Just make sure you use stainless steel and not copper tubing. From what I read since the fermenting wort is a little acidic, you can impart copper flavor in your beer from the copper sitting in the wort fermeting away over weeks at a time. .
 
Just for reference, this is how SS Brewtech has theirs, this is what I own for both my 7 gallon SS Brewtech and the new 14 gallon one I have on the way: http://www.ssbrewtech.com/collections/ftss/products/ftss-temperature-control-for-chronical-7-gallon

This is Brewhemoth does with theirs, same concept: https://brewhemoth.com/dual-temperature-coil

Then get yourself a picnic cooler full of water, an aquarium chiller like this: http://www.amazon.com/dp/B0048IVBT4/?tag=skimlinks_replacement-20, a submersible 160GPH pump like on this page to circulate water from the cooler through the aquarium chiller: http://www.amazon.com/dp/B0049XENYS/?tag=skimlinks_replacement-20 and another 160Gph pump to circulate water through the cooling coils and also a temp controller for the conical itself (the aquarium chiller has it's own built in) like this (it might be overkill) http://www.amazon.com/dp/B011296704/?tag=skimlinks_replacement-20.

The process here would be one pump to run contentiously to circulate water in the picnic cooler through the aquarium chiller so that the water in the cooler is maintained by the aquarium chiller at least 5-10 degrees colder than your target wort. The inkbird temp controller will kick on the second water pump hooked up to your internal coils when the wort rises past the temp you set.

Now if you need to warm your wort, you can use the same inkbird temp controller (use the outlet labeled heat) and plug an aquarium heater into a wall socket and drop it into your picnic cooler (disconnect the aquariaum cooler obviously) and connect the pump for the conical coils into the inkbird outlet labeled heat.

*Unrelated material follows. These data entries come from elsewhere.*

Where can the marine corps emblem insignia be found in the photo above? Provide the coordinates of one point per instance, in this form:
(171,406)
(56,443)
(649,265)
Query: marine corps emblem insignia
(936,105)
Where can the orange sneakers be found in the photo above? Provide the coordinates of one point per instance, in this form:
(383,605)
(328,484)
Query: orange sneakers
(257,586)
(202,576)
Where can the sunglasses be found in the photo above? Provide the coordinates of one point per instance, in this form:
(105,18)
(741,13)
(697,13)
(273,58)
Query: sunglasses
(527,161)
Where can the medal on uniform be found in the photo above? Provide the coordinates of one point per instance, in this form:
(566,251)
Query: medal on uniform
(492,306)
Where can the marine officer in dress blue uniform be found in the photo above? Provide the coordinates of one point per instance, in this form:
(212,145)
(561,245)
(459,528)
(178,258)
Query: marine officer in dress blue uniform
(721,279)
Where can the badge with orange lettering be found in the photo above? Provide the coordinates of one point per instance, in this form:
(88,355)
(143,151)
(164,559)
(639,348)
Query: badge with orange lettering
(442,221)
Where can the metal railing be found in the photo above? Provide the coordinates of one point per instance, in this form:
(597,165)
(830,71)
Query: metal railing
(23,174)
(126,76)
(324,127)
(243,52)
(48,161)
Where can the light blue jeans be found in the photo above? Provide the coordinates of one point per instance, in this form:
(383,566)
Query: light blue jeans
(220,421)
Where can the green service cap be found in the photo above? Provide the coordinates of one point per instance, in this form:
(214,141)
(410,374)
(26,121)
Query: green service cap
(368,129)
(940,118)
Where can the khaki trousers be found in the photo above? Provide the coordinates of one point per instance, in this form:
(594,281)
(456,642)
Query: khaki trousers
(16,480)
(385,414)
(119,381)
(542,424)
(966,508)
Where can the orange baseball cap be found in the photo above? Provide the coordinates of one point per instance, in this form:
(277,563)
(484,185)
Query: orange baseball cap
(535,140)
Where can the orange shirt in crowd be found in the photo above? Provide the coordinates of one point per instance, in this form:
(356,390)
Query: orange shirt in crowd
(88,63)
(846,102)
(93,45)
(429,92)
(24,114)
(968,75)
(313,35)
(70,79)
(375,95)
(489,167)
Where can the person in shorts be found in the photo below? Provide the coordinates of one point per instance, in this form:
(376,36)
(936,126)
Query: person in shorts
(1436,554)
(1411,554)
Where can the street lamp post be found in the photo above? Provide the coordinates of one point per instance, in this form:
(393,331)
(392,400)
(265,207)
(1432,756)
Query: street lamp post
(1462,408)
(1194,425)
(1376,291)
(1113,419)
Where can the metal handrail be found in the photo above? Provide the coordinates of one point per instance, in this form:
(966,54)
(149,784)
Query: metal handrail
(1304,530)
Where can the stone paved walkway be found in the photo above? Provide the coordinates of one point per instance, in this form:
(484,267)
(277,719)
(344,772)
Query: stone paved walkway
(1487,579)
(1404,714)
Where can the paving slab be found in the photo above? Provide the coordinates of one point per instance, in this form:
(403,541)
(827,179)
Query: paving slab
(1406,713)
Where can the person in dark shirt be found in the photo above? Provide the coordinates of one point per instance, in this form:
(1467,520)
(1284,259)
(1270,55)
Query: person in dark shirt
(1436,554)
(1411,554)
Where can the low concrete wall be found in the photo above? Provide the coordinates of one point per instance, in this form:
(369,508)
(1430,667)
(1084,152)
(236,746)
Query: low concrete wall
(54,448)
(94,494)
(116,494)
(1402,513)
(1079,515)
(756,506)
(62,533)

There is your poor mans glycol chiller. Of course you can use anything else that is food safe in the cooler besides water.

This is the same exact setup I use and works like a dream.
 
Last edited by a moderator:
There are a few conical manufactures that create a submersible coil for their conicals that they build
Thanks a lot, Dmcman73. Just a ton off my shoulders. It all was doable with that pot thing but you know, why do more than necessary. I have easy access to good thermoinsulating materials to wrap the fermenter in, so it will stay cool and cozy. I am also going to have a pid controller to manage the temperature - an overkill for my rather simple setup but why not if these gadgets are affordable and plentiful around where I live.
Thanks again, I feel a lot at ease now.